Who we are (12-14-13)
Poetry workshop assignment: Write a poem about your father--a challenge for which I'm grateful, though at times it was intimidating--so many memories! How to compress fifteen years of them into a poem.
I wrote pages of notes, and know this: if I added more to the poem below, I doubt I could stop--choosing was so hard--finally needed to let the poem work its way into words and hope that they could speak some kind of truth. Always loved this photo of him.
Who we are
I carried your voice into battles,
which sometimes I won.
You silenced me, urged me
also to break silence.
The dolls were gone.
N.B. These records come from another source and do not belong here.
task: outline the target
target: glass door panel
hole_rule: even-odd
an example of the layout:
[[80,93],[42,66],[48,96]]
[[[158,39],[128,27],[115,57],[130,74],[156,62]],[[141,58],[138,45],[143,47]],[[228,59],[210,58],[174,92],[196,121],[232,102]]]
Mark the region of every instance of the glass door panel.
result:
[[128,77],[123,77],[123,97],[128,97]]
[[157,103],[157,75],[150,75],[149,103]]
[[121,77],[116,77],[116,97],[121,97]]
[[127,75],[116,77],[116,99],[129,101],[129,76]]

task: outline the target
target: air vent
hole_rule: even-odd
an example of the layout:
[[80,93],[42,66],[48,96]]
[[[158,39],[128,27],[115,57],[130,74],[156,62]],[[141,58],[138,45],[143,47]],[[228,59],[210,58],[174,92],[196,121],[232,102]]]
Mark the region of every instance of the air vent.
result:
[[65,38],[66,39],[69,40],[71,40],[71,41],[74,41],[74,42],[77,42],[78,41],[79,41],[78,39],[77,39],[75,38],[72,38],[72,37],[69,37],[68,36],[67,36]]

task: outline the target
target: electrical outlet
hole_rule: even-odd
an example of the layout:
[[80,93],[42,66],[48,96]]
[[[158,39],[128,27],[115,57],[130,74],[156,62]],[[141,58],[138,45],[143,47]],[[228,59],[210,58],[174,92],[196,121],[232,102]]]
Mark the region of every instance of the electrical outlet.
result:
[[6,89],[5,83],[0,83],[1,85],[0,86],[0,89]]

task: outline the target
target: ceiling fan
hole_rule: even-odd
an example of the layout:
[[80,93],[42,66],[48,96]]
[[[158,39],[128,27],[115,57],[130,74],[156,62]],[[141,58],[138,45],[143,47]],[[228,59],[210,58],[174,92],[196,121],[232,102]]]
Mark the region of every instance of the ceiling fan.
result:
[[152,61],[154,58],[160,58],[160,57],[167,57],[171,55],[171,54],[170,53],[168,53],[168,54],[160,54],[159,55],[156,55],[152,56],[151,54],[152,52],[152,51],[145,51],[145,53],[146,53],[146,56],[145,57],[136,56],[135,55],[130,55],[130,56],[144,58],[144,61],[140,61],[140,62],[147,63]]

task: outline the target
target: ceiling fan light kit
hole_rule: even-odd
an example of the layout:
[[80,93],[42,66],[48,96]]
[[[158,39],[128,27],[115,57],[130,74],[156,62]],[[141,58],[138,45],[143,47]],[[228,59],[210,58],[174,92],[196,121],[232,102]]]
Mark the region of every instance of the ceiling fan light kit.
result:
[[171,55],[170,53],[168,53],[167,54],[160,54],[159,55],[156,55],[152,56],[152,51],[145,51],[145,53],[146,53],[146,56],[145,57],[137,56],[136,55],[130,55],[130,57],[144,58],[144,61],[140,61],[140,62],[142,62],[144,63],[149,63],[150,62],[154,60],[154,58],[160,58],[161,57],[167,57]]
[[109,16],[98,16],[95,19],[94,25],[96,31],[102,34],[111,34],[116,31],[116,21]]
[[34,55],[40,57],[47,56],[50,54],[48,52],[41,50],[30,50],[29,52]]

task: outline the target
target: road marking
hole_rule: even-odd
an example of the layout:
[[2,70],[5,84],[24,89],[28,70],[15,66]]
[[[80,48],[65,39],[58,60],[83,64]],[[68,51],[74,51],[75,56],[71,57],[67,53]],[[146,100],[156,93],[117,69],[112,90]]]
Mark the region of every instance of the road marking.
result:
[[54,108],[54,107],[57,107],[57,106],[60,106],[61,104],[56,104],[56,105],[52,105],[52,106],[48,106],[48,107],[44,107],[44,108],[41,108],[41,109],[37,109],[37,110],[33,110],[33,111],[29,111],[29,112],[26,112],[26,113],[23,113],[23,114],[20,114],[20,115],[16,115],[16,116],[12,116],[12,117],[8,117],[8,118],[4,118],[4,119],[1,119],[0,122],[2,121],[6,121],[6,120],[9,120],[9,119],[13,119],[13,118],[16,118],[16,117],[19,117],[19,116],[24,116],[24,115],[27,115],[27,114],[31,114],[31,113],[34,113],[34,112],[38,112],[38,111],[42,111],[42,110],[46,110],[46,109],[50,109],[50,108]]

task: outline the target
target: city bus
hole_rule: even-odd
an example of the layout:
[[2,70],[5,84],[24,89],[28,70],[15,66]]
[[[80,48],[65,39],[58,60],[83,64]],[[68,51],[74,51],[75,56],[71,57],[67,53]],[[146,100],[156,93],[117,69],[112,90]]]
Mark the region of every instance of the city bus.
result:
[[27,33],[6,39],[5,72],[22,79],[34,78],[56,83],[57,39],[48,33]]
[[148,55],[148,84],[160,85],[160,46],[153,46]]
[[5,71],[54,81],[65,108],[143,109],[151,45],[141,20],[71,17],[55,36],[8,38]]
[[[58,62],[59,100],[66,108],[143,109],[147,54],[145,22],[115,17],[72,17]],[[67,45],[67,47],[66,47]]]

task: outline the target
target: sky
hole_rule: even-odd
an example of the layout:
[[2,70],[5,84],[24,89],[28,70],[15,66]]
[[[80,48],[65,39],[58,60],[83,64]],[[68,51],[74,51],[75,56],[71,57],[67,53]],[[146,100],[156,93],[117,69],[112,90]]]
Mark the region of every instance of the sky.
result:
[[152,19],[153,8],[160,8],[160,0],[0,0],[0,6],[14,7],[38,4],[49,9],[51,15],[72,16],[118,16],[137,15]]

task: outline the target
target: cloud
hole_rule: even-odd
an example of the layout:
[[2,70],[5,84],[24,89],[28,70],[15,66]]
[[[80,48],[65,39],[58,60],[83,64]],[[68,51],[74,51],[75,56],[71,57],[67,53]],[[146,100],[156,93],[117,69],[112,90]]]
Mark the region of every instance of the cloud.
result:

You returned
them saying “you were right,
no one can
be forced.”
The music filled the house, blasting
Beethoven, Irma la Douce, Camelot.
Christmas brought Dickens’ Carol,
light shows,
and, too soon, death,
which, somewhere,
still hasn’t happened.
(In St. Ursula, the funeral—surrounded by Christmas—days
earlier “O Holy Night” soprano solo.)
Hospital PA system, West Penn,
“Dr. McManus.” Every name called in the same tone,
yet yours leapt out from every corner.
I hear it still—only
it’s my name now, sometimes.
Words dance around, fill pages, won’t hold still.
Somewhere between the lines, you whisper “Diane.”